Google has now designated every page of all the briefs below [Appendix Table of Contents, A36-A103], recently supplemented with tangible things [SA1-SA31] and cites 105 cases (approximately 1,380 words of case citations), far beyond anything considered by the Magistrate Judge.  The Borings designated its 7-page pleading. [A29-35]

[4] The Borings are addressing Google’s pictures out of prudence and caution only.  Not because they are proper for submission to this Court.  See n. 3, supra.

[5] Fed. R. Evid. 201(c).

[6] The “Legal Disclaimer” page is interposed when approaching from the Allegheny County Assessments Home page.  The Legal Disclaimer page is also viewable from http://www2.county.allegheny.pa.us/RealEstate/Default.aspx. (emphasis added).  The flow from the Assessments Home Page is: http://www.county.allegheny.pa.us/opa/index.aspx (Off. Prop. Assess. Home) > http://www2.county.allegheny.pa.us/RealEstate/Default.aspx (Legal Notice) > http://www2.county.allegheny.pa.us/RealEstate/Search.aspx (the submitted Google Search page).

[7] It would be an excellent mall survey, and the relevant market would be general society, not computer users.  Since Google chooses to have a opt-out mitigation system, rather than an opt-in system that would naturally protect rights, Google should consider a television advertisement and newsprint campaign.  In addition, possibly have telephone numbers to allow persons, such as senior citizens, the ability to easily determine if they are affected, or if there is an “inappropriate image” [SA-28] so as to use the simple procedure made available by Google. [Google Br. 24]  It may be simple to get a drink of water if you are in China, but, of course, you have to get there.

 

[8] Docket No. 11, Motion to Dismiss (first), pg. 2.

 

[9] See, p. 6, infra.

 

[10] Streisand v. Adelman, No., SC 077-257 (Super. Ct. Los Angeles Co. Dec. 31, 2003)

[11] Simply stated: what is the thing that is being viewed, who is viewing it and what is their intention for the view?

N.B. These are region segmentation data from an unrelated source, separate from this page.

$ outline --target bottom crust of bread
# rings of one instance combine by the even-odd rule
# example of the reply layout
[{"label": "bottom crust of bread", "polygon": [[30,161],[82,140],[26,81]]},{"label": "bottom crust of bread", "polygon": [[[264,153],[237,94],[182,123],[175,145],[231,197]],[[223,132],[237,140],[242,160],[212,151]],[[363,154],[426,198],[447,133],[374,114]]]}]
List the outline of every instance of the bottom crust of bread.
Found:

[12] I may thank you for telling me I have an object in my nostril when we are alone.  But, I would be offended if you should do so from a podium with a crowd of listeners, and, more particularly, if you laugh and point.  The object in my nostril is a constant in all cases, but the context is distinct and the final offense variable.  The result is controlled by the entire context, not merely the constant.  It is no defense from the podium for the offense that I would thank you for the conduct if we were alone. 

 

[13] Google’s use of the Streisand case to this Court amplifies the need for this appeal.  If Google is using the Streisand case here, it is reasonable to assume that it would use the Magistrate Judge’s ruling below for the 9th Circuit Court of Appeals.  The Magistrate Judge’s ruling must be tested because the implications are grave.

[14] Google points to the Borings not requesting a second pleading amendment.  [Google Br. 57].  The amendment would be to concede compensatory damages.  But Google does not push the point too hard though, because the logistics demonstrate additional error of the Magistrate Judge.  Step 1: The Borings indicate they could amend [Opposition to Motion to Dismiss, Docket 25]; Step 2: As a result of that statement, the Magistrate Judge indicates in the Opinion “This Court concludes any attempted amendment would be futile.” [Opinion, A15]; Step 3: The Borings file for reconsideration of the Order [Reconsideration, Docket 45]; Step 4: The Magistrate Judge denies reconsideration, indicating a failure to request to amend that preceded the Order where the Magistrate Judge indicated amending would be futile. [Reconsideration, A19]  In the Reconsideration Motion, the Magistrate Judge, for the first time, also referenced the cases not cited by the parties, nor are cited in the Opinion as a basis for the ruling; these cases are addressed in Borings’ Br. 22-24.